Il secondo passaggio fondamentale nell'articolo di Scalfari consiste nel definire il peccato originale come il momento in cui l'uomo prende coscienza di sé, ossia la capacità di pensare sé stesso e l'Essere, e quindi la responsabilità di sé. Grazie al pensiero ci distinguiamo dagli animali e in qualche modo anche dallo stato infatile, in cui questa responsabilità non è ben accentuata. Già Sant'Agostino afferma che questa nostra facoltà rappresenta la scintilla, la piccola luce, il segno vivente della nostra condizione di reietti da una vera patria fuori dal mondo conosciuto. Non deve quindi stupire che nel Vangelo Gesù faccia costante riferimento ai bambini come esempio da seguire, proprio perchè nella loro innocenza e inconsapevolezza sono mondi dal peccato originale. "Sinite pueros ad me venire" oppure " Se non ritornerete come bambini non entrerete mai nel Regno dei Cieli", Egli afferma. Non è un caso che nel Settimo Sigillo, capolavoro assoluto di Ingmar Bergman, il personaggio che ha le visioni siano proprio quello più semplice, che non si fa mai domande. Del resto, lo stesso anticlericale Leopardi riconosceva all'età infantile questa caratteristica peculiare di inconsapevolezza, che secondo lui la preservava dall'infelicità.
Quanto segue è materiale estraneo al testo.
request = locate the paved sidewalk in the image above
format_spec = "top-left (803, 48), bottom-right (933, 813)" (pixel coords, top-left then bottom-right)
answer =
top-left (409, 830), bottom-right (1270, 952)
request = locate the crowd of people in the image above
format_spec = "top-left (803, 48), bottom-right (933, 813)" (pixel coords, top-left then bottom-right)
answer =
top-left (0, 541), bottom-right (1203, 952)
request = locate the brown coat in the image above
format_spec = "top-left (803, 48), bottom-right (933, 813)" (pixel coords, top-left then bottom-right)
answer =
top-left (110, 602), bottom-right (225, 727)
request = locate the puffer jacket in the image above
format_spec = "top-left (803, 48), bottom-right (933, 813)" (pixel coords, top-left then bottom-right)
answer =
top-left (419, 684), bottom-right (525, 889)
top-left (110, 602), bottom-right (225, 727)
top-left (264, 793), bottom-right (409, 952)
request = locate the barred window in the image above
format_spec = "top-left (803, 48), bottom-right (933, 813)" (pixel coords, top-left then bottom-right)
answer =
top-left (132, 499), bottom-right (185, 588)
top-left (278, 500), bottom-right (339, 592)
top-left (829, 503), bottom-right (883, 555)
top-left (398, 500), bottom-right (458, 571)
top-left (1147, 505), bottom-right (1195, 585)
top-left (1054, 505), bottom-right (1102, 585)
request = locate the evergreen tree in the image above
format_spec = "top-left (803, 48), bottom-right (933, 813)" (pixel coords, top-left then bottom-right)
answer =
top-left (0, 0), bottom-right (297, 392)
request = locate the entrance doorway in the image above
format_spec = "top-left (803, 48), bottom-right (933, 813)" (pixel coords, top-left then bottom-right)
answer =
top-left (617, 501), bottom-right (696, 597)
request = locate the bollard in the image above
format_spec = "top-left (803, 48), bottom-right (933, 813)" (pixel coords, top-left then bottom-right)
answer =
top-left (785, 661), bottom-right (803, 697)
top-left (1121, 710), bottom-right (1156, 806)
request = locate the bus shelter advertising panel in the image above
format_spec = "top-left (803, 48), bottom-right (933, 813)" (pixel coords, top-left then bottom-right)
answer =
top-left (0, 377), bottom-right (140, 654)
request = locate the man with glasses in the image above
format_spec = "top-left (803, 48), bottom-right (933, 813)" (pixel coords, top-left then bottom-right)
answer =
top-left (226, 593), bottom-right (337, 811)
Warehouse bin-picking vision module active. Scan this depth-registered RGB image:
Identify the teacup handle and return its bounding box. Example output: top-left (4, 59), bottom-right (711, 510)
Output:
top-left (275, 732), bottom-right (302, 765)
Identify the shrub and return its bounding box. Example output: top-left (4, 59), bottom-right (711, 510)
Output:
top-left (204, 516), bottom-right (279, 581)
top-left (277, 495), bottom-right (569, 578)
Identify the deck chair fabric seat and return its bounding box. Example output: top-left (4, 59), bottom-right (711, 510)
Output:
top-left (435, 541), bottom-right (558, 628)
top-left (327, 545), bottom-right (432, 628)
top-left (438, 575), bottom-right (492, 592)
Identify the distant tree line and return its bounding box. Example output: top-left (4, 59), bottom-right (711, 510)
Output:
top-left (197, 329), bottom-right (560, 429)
Per concludere un riferimento al film Into the Wild (potrei scrivere un post intero sul suo valore e significato), che consiglio caldamente a tutti di vedere: ad un certo punto il protagonista, fattosi coraggio per attraversare le rapide del Colorado (mi pare), dice che a volte è solo l'istinto che deve guidare le nostre scelte; è duro dirlo ma è proprio così, altrimenti saremo sempre prigionieri della nostra ragione. Forse la fede non è che istinto, chi lo sa.
Termino con un quesito: visto che le due posizioni si pongono su due piani completamente diversi (paradigma socio-culturale da un lato, verità scientifica dall'altro), che senso ha continuare un dibattito fra evoluzionismo e creazionismo?